Confidence interval is a range of values associated with a particular confidence level.
For example, we can specify the confidence interval range as (x-a) inches to (x+a) inches for average height of population with 90% confidence levels. Usually, in experiments, 90%, 95% or even 99% confidence levels and corresponding confidence intervals are used. However, one can use any confidence level and confidence interval range based on the requirement and fit.
Confidence interval – Range of values covering either side of sample statistic.
90% confidence level – If samples are drawn repeatedly from population and the corresponding confidence interval range is calculated for 90% confidence level, then, in 90% of these individual confidence interval ranges we can find the actual population parameter. We tend to avoid the word probability here as it may confuse the reader.
In our example, we take sample of 300 children calculate the 90% confidence interval range for sample and see if the actual average height of population falls in this range. If this process of drawing sample and calculating 90% interval range is repeated 100 times then there is a chance that in 90 of these cases the actual population parameter falls in the ranges calculated.
Confidence interval and probability
Can we specify that for 90% confidence interval, there is 90% probability that the actual population parameter falls in the calculated confidence interval range from a single sample? The answer is debatable and many experts answer it as ‘No’. This is mainly because; the actual population parameter is a fixed value and whether it falls or doesn’t fall in the calculated range is Either YES or NO. Hence, specifying the confidence level as probability is not a good idea.

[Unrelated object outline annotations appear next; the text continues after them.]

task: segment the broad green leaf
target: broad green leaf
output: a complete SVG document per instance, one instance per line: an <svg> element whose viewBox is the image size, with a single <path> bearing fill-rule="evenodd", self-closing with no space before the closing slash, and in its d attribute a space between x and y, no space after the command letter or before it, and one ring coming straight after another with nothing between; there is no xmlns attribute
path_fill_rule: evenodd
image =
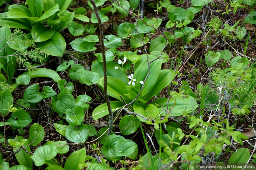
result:
<svg viewBox="0 0 256 170"><path fill-rule="evenodd" d="M221 54L220 52L216 52L216 53L213 51L207 52L205 57L206 65L208 67L213 66L219 61L221 56Z"/></svg>
<svg viewBox="0 0 256 170"><path fill-rule="evenodd" d="M149 44L149 51L151 52L153 51L161 51L165 47L166 42L166 40L163 36L161 36L152 39Z"/></svg>
<svg viewBox="0 0 256 170"><path fill-rule="evenodd" d="M13 104L13 97L11 93L7 90L0 90L0 112L3 116L5 116L9 106Z"/></svg>
<svg viewBox="0 0 256 170"><path fill-rule="evenodd" d="M97 134L97 138L98 138L99 137L101 136L101 137L98 140L99 142L102 144L104 144L106 142L108 130L107 130L108 129L108 128L109 128L109 126L108 126L106 127L104 127L103 128L102 128L99 130L99 132L98 132L98 134ZM113 129L113 128L112 129ZM106 132L102 135L103 133L105 132ZM114 134L114 132L111 131L110 135Z"/></svg>
<svg viewBox="0 0 256 170"><path fill-rule="evenodd" d="M80 106L83 108L84 110L89 109L89 106L87 103L92 100L92 97L86 95L79 95L76 99L75 106Z"/></svg>
<svg viewBox="0 0 256 170"><path fill-rule="evenodd" d="M232 59L230 62L230 68L238 70L245 71L249 64L248 59L240 56L237 56Z"/></svg>
<svg viewBox="0 0 256 170"><path fill-rule="evenodd" d="M18 109L18 111L13 112L11 114L11 117L8 119L8 122L12 124L11 126L16 129L23 128L32 122L29 114L21 108Z"/></svg>
<svg viewBox="0 0 256 170"><path fill-rule="evenodd" d="M97 83L99 80L99 74L97 73L84 70L80 72L80 79L79 80L82 84L92 85Z"/></svg>
<svg viewBox="0 0 256 170"><path fill-rule="evenodd" d="M232 57L232 54L230 51L228 50L224 50L221 51L220 53L220 58L227 61L229 61Z"/></svg>
<svg viewBox="0 0 256 170"><path fill-rule="evenodd" d="M78 24L75 22L72 22L68 23L67 25L69 31L72 35L77 36L84 35L84 28L82 24Z"/></svg>
<svg viewBox="0 0 256 170"><path fill-rule="evenodd" d="M0 20L1 21L0 23L3 22L1 18ZM0 56L12 55L14 53L14 50L8 46L5 46L8 38L4 39L11 34L10 27L8 24L1 26L3 26L0 28L0 40L1 40L0 41L0 51L1 51L0 52ZM8 83L10 84L12 84L12 77L15 71L16 57L14 56L8 57L7 58L0 57L0 63L3 65L3 69L7 74Z"/></svg>
<svg viewBox="0 0 256 170"><path fill-rule="evenodd" d="M129 22L122 23L117 27L117 34L118 36L121 38L125 38L128 37L127 32L129 28L132 32L134 31L135 26L133 24Z"/></svg>
<svg viewBox="0 0 256 170"><path fill-rule="evenodd" d="M38 103L44 99L44 92L39 92L39 85L32 85L29 86L23 95L23 98L29 103Z"/></svg>
<svg viewBox="0 0 256 170"><path fill-rule="evenodd" d="M67 109L65 114L67 122L76 125L81 124L84 118L84 112L79 106L73 107L72 110Z"/></svg>
<svg viewBox="0 0 256 170"><path fill-rule="evenodd" d="M64 144L67 143L67 142L64 141L57 142L49 141L45 143L44 145L49 145L55 147L57 148L56 152L57 154L66 154L69 152L69 147L68 145Z"/></svg>
<svg viewBox="0 0 256 170"><path fill-rule="evenodd" d="M29 128L29 135L28 143L32 146L35 146L42 142L44 137L44 130L43 127L38 123L34 123Z"/></svg>
<svg viewBox="0 0 256 170"><path fill-rule="evenodd" d="M42 77L48 77L52 79L57 82L61 79L59 74L56 71L47 68L37 68L34 70L29 71L24 74L28 75L30 78Z"/></svg>
<svg viewBox="0 0 256 170"><path fill-rule="evenodd" d="M70 43L71 46L74 49L81 53L93 51L95 44L95 43L87 41L81 38L77 38Z"/></svg>
<svg viewBox="0 0 256 170"><path fill-rule="evenodd" d="M175 106L173 107L173 103L176 101ZM167 108L167 98L160 98L151 103L153 105L158 105L157 107L161 115L165 115L165 109ZM192 112L198 107L198 106L195 100L189 96L187 98L182 97L176 97L170 99L169 100L167 112L171 111L169 116L179 116L183 115L183 112L185 110L187 113Z"/></svg>
<svg viewBox="0 0 256 170"><path fill-rule="evenodd" d="M57 131L57 132L61 135L65 136L67 126L66 125L58 124L56 123L54 123L53 125L56 128L56 130Z"/></svg>
<svg viewBox="0 0 256 170"><path fill-rule="evenodd" d="M42 42L38 42L37 46L46 50L51 55L61 57L66 48L66 43L62 36L56 31L50 39Z"/></svg>
<svg viewBox="0 0 256 170"><path fill-rule="evenodd" d="M21 137L17 136L14 138L14 140L20 142L22 140L24 139L24 138ZM26 142L24 143L23 145L27 151L29 152L31 152L31 151L29 146L29 144ZM16 151L19 148L19 147L14 147L13 150ZM15 155L15 157L20 165L22 165L30 169L32 169L33 160L32 159L30 159L31 155L27 153L24 150L21 149Z"/></svg>
<svg viewBox="0 0 256 170"><path fill-rule="evenodd" d="M84 163L86 156L85 147L74 152L66 161L64 168L69 170L80 170L79 164Z"/></svg>
<svg viewBox="0 0 256 170"><path fill-rule="evenodd" d="M64 114L66 110L72 109L75 104L75 99L73 95L67 91L64 91L57 96L51 97L52 109L59 114Z"/></svg>
<svg viewBox="0 0 256 170"><path fill-rule="evenodd" d="M75 14L74 15L74 18L78 19L83 22L90 22L90 18L84 15Z"/></svg>
<svg viewBox="0 0 256 170"><path fill-rule="evenodd" d="M120 101L112 101L110 104L112 107L112 112L114 112L124 105L124 103ZM92 112L92 116L95 120L107 115L109 114L107 103L103 103L95 108Z"/></svg>
<svg viewBox="0 0 256 170"><path fill-rule="evenodd" d="M77 126L74 123L69 124L67 127L65 137L68 140L74 143L84 143L89 135L87 127L82 123Z"/></svg>
<svg viewBox="0 0 256 170"><path fill-rule="evenodd" d="M117 155L127 156L132 154L138 146L135 142L129 139L119 140L115 145Z"/></svg>
<svg viewBox="0 0 256 170"><path fill-rule="evenodd" d="M21 74L16 78L15 83L18 85L20 84L28 85L30 82L30 78L26 74Z"/></svg>
<svg viewBox="0 0 256 170"><path fill-rule="evenodd" d="M46 163L57 155L57 148L51 145L45 145L37 148L31 158L35 165L39 166Z"/></svg>
<svg viewBox="0 0 256 170"><path fill-rule="evenodd" d="M104 15L103 13L100 11L99 11L99 13L102 23L108 21L109 17L108 17L107 16ZM98 21L98 19L96 17L96 14L95 14L95 13L94 12L92 13L92 16L91 17L91 21L92 23L99 23Z"/></svg>
<svg viewBox="0 0 256 170"><path fill-rule="evenodd" d="M29 9L34 17L40 17L43 12L44 4L41 0L27 0Z"/></svg>
<svg viewBox="0 0 256 170"><path fill-rule="evenodd" d="M193 6L207 5L213 0L192 0L191 4Z"/></svg>
<svg viewBox="0 0 256 170"><path fill-rule="evenodd" d="M67 84L67 81L65 79L61 79L59 80L58 82L58 87L61 92L65 90L72 93L74 90L73 83L70 82Z"/></svg>
<svg viewBox="0 0 256 170"><path fill-rule="evenodd" d="M121 119L119 123L119 129L123 135L133 133L137 131L139 126L139 119L132 115L125 115Z"/></svg>
<svg viewBox="0 0 256 170"><path fill-rule="evenodd" d="M121 136L112 134L108 136L106 142L101 148L102 154L107 159L118 161L123 158L123 155L117 155L119 151L115 149L115 146L119 141L123 140L125 139Z"/></svg>
<svg viewBox="0 0 256 170"><path fill-rule="evenodd" d="M36 21L37 22L48 18L59 11L60 11L60 9L59 8L59 4L56 4L55 6L44 12L41 17Z"/></svg>
<svg viewBox="0 0 256 170"><path fill-rule="evenodd" d="M111 35L106 35L105 36L105 38L107 39L103 40L104 46L107 48L111 48L113 47L117 48L123 45L122 40L119 37Z"/></svg>
<svg viewBox="0 0 256 170"><path fill-rule="evenodd" d="M55 92L52 88L49 86L45 86L43 87L43 90L44 91L44 99L47 99L57 95L57 93Z"/></svg>

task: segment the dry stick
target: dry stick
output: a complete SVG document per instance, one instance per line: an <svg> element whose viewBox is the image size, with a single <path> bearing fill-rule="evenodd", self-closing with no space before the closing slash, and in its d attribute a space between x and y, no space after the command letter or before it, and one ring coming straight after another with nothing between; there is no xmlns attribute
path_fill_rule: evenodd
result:
<svg viewBox="0 0 256 170"><path fill-rule="evenodd" d="M97 9L97 7L95 4L95 3L94 0L90 0L90 2L92 4L93 8L96 14L96 17L98 19L99 22L99 33L100 35L100 46L101 48L101 52L102 53L102 59L103 60L103 76L104 77L104 95L105 96L105 99L107 102L107 105L108 107L108 110L109 111L109 131L108 132L107 136L109 136L110 134L112 129L112 127L113 126L113 113L112 112L111 109L111 106L110 105L110 102L108 96L107 92L107 67L106 61L106 54L105 53L105 50L104 48L104 43L103 41L103 28L102 28L102 24L101 22L99 14Z"/></svg>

Although, this could be argued and debated, in my personal opinion, it is reasonable to assume that ‘confidence level implies probability of population parameter falling in the calculated range’. The reason is, in most of the practical cases we do sampling only once and try to estimate the population. Hence, the range arrived from this sampling holds little importance if it does not imply anything on the chance of population parameter falling inside it.
We leave this article with few questions to ponder that we try to answer mathematically in our next post.
What if one sample is significantly different from another one? Will the estimated confidence interval ranges from both these samples contain the population parameter with same level of confidence?
What if the values in the population are highly scattered? (High standard deviation of population)
What is the effect of sample size in this exercise? One could take 300 children while another may take 700 children in the sample!